Shim Hackjoon, Chang Samuel, Tao Cheng, Wang Jin-Hong, Kwoh C Kent, Bae Kyongtae T
Department of Radiology, University of Pittsburgh School of Medicine, Pittsburgh, PA 15213, USA.
Radiology. 2009 May;251(2):548-56. doi: 10.1148/radiol.2512081332.
This HIPAA-compliant study was exempt from institutional review board approval because the 10 image data sets were deidentified in the Osteoarthritis Initiative database, and they were processed and analyzed without any clinical information being accessed. The purpose of this study was to prospectively evaluate the efficiency and reproducibility of the semiautomated graph-cut method (SA method) in the segmentation of knee cartilage and to compare its performance with that of the conventional manual delineation segmentation method (M method). Two radiologists independently performed segmentation with each method in two separate sessions: They performed the M method (M1 and M2 for the first and second sessions, respectively) for every third section and the SA method (SA1 and SA2 for the first and second sessions, respectively) for every section. The SA method was significantly more efficient (mean processing time, 53 minutes vs 156 minutes for SA1 vs M1 and 53 minutes vs 118 minutes for SA2 vs M2; P < .001) and reproducible (mean volume overlap, 94.3% vs 87.8% for the SA method vs the M method; P < .001) than the M method.

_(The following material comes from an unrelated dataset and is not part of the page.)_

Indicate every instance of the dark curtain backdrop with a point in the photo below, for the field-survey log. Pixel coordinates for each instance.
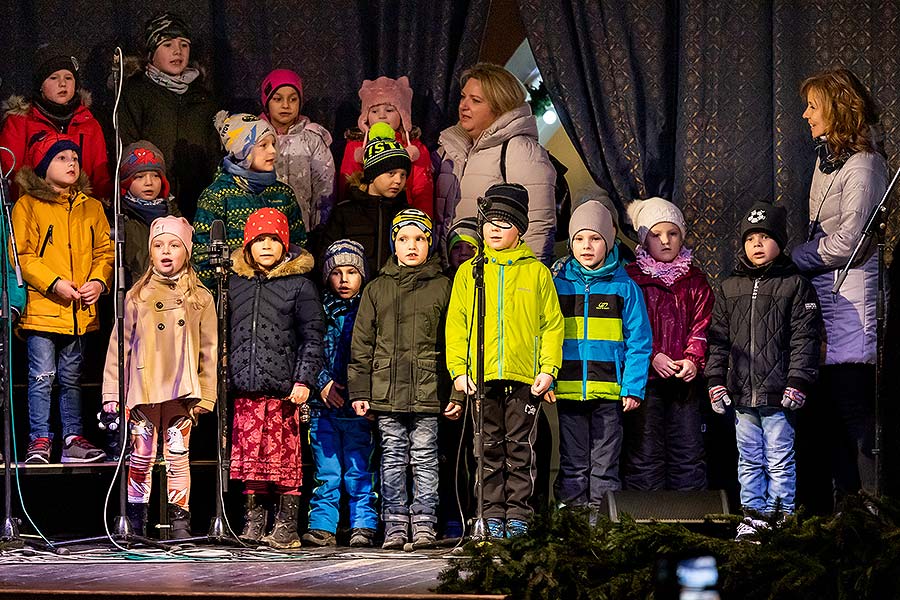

这项符合《健康保险流通与责任法案》(HIPAA)的研究无需经过机构审查委员会的批准,因为这10个图像数据集在骨关节炎倡议数据库中已去除身份标识,并且在处理和分析过程中未获取任何临床信息。本研究的目的是前瞻性评估半自动图割法(SA法)在膝关节软骨分割中的效率和可重复性,并将其性能与传统的手动描绘分割法(M法)进行比较。两名放射科医生在两个不同的时间段分别使用每种方法进行分割:他们对每三个切片执行M法(第一次和第二次会话分别为M1和M2),对每个切片执行SA法(第一次和第二次会话分别为SA1和SA2)。SA法比M法显著更高效(平均处理时间,SA1与M1相比为53分钟对156分钟,SA2与M2相比为53分钟对118分钟;P <.001)且更具可重复性(平均体积重叠率,SA法与M法相比为94.3%对87.8%;P <.001)。